I receive the following error once trying to display my training dataframe created by a training_set.
SparkRuntimeException: [UDF_USER_CODE_ERROR.GENERIC] Execution of function mycatalog.mydatabase.product_difference_ratio_on_demand_feature(left_MaxProductAmount#6091, left_Amount#6087) failed.
org.apache.spark.SparkException: Job aborted due to stage failure: Task 0 in stage 217.0 failed 4 times, most recent failure: Lost task 0.3 in stage 217.0 (TID 823) (ip-10-0-32-203.us-west-2.compute.internal executor driver): org.apache.spark.SparkRuntimeException: [UDF_USER_CODE_ERROR.GENERIC] Execution of function mycatalog.mydatabase.product_difference_ratio_on_demand_feature(left_MaxProductAmount#6091, left_Amount#6087) failed.
== Error ==
TypeError: unsupported operand type(s) for -: 'NoneType' and 'float'
== Stacktrace ==
File "<udfbody>", line 5, in main
return calc_ratio_difference(max_price, transaction_amount)
File "<udfbody>", line 3, in calc_ratio_difference
return round(((n1 - n2)/n1),2) SQLSTATE: 39000
== SQL (line 1, position 1) ==
mycatalog.mydatabase.product_difference_ratio_on_demand_feature(`MaxProductAmount`, `Amount`)
Here is my training_set
from databricks.feature_engineering import FeatureEngineeringClient, FeatureFunction, FeatureLookup
fe = FeatureEngineeringClient()
training_feature_lookups = [
FeatureLookup(
table_name="transaction_count_history",
rename_outputs={
"eventTimestamp": "TransactionTimestamp"
},
lookup_key=["CustomerID"],
feature_names=["transactionCount", "isTimeout"],
timestamp_lookup_key = "TransactionTimestamp"
),
FeatureLookup(
table_name="product_3minute_max_price_ft",
rename_outputs={
"LookupTimestamp": "TransactionTimestamp"
},
lookup_key=['Product'],
timestamp_lookup_key='TransactionTimestamp'
),
FeatureFunction(
udf_name="product_difference_ratio_on_demand_feature",
input_bindings={"max_price":"MaxProductAmount", "transaction_amount":"Amount"},
output_name="MaxDifferenceRatio"
)
]
raw_transactions_df = spark.table("raw_transactions")

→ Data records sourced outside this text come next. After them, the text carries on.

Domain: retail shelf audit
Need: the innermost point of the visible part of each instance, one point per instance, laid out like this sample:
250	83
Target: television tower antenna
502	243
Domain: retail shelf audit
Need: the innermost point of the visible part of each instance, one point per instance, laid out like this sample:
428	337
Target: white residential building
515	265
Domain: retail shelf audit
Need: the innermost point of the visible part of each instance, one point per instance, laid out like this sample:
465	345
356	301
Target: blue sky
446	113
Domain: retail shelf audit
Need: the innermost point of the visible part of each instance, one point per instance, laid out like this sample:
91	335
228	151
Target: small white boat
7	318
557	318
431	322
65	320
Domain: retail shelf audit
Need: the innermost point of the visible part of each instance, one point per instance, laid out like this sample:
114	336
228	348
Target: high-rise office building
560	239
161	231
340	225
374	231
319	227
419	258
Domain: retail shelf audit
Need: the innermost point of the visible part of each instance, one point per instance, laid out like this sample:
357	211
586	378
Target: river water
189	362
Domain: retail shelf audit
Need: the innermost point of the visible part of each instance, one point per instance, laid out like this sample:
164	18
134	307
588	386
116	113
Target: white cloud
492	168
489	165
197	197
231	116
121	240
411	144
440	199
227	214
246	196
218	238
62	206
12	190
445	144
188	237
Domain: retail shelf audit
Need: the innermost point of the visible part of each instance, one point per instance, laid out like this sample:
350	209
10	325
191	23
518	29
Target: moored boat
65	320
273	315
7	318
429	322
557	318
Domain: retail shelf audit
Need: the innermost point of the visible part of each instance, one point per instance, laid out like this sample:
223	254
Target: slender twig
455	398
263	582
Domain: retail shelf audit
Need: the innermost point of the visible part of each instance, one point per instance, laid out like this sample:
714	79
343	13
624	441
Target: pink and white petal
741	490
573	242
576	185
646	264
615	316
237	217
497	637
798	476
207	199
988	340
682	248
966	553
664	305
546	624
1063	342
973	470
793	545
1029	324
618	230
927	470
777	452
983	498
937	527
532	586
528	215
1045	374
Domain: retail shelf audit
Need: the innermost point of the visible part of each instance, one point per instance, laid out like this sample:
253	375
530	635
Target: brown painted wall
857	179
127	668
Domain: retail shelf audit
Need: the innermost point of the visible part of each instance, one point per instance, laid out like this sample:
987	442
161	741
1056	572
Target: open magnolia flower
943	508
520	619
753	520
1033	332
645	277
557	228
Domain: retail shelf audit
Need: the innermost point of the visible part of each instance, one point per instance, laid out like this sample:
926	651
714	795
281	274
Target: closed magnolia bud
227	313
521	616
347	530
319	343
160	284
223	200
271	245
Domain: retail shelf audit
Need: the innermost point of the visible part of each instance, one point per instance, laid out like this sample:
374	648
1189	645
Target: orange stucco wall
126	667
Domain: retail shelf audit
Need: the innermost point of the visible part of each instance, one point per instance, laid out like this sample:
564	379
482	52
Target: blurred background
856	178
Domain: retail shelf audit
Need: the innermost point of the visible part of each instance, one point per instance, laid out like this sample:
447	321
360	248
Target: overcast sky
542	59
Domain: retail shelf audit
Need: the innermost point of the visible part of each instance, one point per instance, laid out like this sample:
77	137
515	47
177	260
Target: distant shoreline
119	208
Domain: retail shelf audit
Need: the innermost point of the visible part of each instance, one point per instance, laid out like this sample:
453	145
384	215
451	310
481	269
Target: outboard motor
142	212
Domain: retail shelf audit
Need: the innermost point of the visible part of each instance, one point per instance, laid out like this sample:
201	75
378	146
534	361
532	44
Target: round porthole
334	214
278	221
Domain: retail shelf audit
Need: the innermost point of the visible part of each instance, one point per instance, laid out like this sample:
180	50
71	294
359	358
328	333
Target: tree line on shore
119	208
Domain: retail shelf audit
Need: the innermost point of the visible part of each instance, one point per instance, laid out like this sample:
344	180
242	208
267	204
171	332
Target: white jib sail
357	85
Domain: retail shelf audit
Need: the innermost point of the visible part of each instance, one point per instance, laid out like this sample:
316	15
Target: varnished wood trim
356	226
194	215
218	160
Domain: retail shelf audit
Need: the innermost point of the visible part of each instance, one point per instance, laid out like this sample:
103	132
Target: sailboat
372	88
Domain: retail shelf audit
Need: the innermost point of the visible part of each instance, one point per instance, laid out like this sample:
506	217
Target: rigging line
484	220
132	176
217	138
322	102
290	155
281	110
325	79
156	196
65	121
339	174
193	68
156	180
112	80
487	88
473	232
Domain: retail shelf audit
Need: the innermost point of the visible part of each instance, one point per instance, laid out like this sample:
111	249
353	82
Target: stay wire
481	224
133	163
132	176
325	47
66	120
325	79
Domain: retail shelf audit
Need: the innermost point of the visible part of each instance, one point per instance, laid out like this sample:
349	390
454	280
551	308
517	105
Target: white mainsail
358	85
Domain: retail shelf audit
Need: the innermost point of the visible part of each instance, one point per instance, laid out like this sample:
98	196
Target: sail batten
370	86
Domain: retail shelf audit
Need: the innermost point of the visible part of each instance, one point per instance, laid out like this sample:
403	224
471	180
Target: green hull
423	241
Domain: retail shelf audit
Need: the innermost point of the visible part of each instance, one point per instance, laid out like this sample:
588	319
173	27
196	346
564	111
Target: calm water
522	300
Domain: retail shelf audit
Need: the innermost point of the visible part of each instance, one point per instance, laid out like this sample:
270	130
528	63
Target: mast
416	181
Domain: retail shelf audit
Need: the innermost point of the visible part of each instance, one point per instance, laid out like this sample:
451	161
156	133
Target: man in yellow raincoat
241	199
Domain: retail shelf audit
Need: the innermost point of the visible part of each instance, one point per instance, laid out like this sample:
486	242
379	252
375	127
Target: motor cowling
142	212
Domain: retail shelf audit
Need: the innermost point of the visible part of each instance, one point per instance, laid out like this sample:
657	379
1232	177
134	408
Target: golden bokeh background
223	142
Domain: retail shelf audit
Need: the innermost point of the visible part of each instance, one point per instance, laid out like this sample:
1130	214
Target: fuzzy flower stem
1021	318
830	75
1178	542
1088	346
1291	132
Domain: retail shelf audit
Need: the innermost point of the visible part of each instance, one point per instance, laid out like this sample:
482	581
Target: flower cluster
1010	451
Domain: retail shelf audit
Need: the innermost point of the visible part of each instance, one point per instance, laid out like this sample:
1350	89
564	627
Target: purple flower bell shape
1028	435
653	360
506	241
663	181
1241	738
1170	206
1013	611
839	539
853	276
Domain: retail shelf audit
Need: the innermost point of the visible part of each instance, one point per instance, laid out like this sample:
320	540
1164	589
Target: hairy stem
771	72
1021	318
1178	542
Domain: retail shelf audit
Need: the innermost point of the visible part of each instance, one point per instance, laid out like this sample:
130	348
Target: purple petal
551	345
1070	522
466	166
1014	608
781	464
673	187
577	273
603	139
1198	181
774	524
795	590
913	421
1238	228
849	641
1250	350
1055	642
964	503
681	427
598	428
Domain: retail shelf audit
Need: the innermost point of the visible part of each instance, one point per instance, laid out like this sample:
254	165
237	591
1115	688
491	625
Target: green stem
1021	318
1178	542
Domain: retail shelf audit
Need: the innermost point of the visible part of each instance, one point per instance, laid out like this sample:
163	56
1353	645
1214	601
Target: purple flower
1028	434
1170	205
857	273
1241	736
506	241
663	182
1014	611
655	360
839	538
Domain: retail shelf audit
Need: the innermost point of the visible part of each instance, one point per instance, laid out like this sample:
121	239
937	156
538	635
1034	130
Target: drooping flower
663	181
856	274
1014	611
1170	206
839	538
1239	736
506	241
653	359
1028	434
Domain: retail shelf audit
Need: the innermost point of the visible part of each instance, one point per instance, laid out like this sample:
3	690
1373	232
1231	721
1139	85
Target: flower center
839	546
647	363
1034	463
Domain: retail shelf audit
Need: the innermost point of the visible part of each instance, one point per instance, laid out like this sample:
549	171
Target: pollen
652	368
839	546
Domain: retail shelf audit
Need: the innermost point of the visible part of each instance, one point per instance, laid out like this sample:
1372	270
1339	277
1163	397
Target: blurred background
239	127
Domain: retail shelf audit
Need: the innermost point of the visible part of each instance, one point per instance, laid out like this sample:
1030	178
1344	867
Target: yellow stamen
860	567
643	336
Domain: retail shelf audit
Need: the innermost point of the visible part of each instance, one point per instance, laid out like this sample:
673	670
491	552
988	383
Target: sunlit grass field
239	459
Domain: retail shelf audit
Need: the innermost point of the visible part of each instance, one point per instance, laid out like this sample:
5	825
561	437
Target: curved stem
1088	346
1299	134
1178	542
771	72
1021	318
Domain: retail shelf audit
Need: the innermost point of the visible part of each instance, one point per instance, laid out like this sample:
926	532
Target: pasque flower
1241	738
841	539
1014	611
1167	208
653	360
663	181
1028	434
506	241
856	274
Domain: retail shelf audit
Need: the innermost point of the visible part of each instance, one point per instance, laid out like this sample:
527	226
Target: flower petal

training_set = fe.create_training_set(
df=raw_transactions_df,
feature_lookups=training_feature_lookups,
label="Label",
exclude_columns="_rescued_data"
)
training_df = training_set.load_df()
What stands out to me is the TypeError: unsupported operand type(s) for -: 'NoneType' and 'float'
However, everything is a float. Floats go in, and a float comes out. The function itself works fine in testing.
Nulls were created when the lookups occurred. I put a minimum timestamp on the base dataframe. This made sure no nulls were being imputed. This makes sense, given the
NoneType
error.